The Federal Reserve is the central bank of the United States.
When interest rates rise, it can affect the price of mortgages.
Fed policies can reduce inflation, but it can also cause it to increase.
What is the Federal Reserve?
The Federal Reserve (or “the Fed”) is the central banking system of the United States. It is the most powerful economic institution in the country because its core responsibility is to manage interest rates, the U.S. money supply and to regulate financial markets. Therefore, the Fed’s mission is to keep the US economy balanced and stable.
You might ask, “If that’s their job, why is the current economy so crazy?”
In the current economic climate, inflation has corrupted the stability of this ecosystem. Prices for everything from fuel to food have risen, impacting consumers, businesses, and investors. High inflation signals an overheated economy. Think of it as a train moving too fast. if it doesn’t slow down, it can crash. If economic growth continues to accelerate, demand grows, and prices will continue to rise. This is where the Fed steps in to slow down the train before it crashes.
To counteract high inflation and economic wobbles, the Fed raises what’s called the federal funds rate. That’s the interest rate large commercial banks charge each other to borrow or lend excess reserves overnight. When the Fed raises the federal funds rate, the goal is to increase the cost of credit, making it more expensive to borrow for businesses and consumers.
This cools down an overstimulated economy by diminishing purchasing power.

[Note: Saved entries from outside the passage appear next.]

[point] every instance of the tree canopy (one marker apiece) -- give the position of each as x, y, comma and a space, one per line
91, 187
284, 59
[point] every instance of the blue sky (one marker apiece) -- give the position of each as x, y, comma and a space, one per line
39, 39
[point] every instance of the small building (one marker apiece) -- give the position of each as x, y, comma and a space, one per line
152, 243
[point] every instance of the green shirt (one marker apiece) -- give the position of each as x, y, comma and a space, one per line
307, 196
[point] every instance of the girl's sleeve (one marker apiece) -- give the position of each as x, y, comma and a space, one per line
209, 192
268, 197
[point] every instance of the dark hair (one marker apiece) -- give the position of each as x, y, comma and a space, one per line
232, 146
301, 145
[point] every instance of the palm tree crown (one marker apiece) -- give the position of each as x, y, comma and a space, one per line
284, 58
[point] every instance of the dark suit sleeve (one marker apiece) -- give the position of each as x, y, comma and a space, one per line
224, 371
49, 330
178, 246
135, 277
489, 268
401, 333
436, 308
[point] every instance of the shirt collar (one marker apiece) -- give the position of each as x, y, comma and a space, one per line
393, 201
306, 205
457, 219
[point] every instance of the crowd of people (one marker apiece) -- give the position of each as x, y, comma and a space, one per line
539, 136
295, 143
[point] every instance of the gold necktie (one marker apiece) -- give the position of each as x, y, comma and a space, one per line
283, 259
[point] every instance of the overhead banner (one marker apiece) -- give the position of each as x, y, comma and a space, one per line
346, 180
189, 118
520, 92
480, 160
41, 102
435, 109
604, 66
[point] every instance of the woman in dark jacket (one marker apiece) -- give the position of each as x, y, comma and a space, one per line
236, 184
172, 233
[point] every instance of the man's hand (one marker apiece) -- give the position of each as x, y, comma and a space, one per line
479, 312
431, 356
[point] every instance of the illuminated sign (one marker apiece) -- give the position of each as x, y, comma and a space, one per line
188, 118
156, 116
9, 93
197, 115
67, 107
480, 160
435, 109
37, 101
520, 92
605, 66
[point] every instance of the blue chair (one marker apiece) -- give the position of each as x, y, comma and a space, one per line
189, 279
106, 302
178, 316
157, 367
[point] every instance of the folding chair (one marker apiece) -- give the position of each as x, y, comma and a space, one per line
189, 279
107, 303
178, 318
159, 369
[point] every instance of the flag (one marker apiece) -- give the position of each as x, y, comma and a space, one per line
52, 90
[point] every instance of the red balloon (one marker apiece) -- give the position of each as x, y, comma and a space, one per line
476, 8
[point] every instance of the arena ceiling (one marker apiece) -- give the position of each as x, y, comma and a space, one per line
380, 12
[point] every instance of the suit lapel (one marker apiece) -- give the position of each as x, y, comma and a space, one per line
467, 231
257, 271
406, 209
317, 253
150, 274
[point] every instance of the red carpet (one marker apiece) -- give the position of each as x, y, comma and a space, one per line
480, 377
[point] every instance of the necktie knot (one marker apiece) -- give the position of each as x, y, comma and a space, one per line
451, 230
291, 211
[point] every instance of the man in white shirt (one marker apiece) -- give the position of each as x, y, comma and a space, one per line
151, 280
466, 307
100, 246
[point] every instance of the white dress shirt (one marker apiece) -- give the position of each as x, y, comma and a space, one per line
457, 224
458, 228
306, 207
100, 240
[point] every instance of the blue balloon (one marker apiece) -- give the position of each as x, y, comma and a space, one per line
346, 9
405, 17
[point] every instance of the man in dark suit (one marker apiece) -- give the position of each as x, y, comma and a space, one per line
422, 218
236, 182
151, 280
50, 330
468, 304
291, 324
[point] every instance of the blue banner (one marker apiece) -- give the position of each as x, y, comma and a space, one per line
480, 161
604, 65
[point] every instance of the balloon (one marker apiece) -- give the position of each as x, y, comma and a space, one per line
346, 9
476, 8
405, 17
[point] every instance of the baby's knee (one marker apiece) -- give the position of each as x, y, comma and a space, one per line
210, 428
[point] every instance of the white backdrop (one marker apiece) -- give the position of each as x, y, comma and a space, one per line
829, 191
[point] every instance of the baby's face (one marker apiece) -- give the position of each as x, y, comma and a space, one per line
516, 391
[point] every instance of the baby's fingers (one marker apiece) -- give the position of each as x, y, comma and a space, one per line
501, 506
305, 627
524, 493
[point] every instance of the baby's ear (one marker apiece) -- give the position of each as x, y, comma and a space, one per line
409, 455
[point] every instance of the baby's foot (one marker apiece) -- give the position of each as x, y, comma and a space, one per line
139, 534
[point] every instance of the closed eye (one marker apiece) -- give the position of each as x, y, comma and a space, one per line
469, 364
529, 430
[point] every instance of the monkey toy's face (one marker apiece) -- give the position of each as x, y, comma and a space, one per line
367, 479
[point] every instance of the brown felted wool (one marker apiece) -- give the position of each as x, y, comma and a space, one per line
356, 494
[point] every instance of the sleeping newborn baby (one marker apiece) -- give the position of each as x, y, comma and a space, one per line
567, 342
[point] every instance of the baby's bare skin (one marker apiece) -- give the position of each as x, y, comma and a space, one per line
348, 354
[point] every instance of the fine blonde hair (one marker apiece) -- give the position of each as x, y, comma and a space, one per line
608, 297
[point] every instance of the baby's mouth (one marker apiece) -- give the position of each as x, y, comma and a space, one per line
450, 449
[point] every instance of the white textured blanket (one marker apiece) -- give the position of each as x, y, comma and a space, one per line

As a result, demand decreases, and lower prices follow. We’ve seen home purchases slowing in the past several weeks. This is a direct result of the Fed’s policy.
When the Fed makes it more expensive for banks to borrow, this trickles down to the consumer, making it more expensive for them to borrow as well. This impacts short-term products the most, like credit cards and home equity lines of credit (HELOC). Credit cards have variable interest rates as do most HELOCs, which is why they are impacted immediately.
If you have a variable interest rate this means when the Fed raises the federal funds rate, your interest rate will go up – usually starting with the next monthly payment. This is where consumers have felt the most pain because many rely on credit cards to make basic purchases when cash is tight. The upside happens when prices go down: the goal of the Federal Reserve is accomplished, and the economy stabilizes again.
In the case of buying a home, the federal funds rate influences the interest rate for longer-term loans such as mortgages but does not dictate it.
Mortgage rates are determined by seven factors:
- credit score
- home location
- home price and amount
- down payment
- loan term
- interest rate type
- type of loan
Some of the factors are not influenced by the Fed and are based on the individual homebuyer.
The Federal Reserve has influence on mortgage rates, because when they make it more expensive for banks to borrow from one another, those higher costs are passed down to the consumer. Usually, with a rise in the federal funds rate, there is a rise in mortgage rates. Rising rates can make buying a home more expensive, but it can also help drive home prices down.
We hope this helps you understand how the central bank operates, and what effect its actions have on our personal pocketbooks. As the rest of the year unfolds, we’ll learn if Fed policy reduces inflation and stabilizes the economy – and gets that train moving at just the right speed.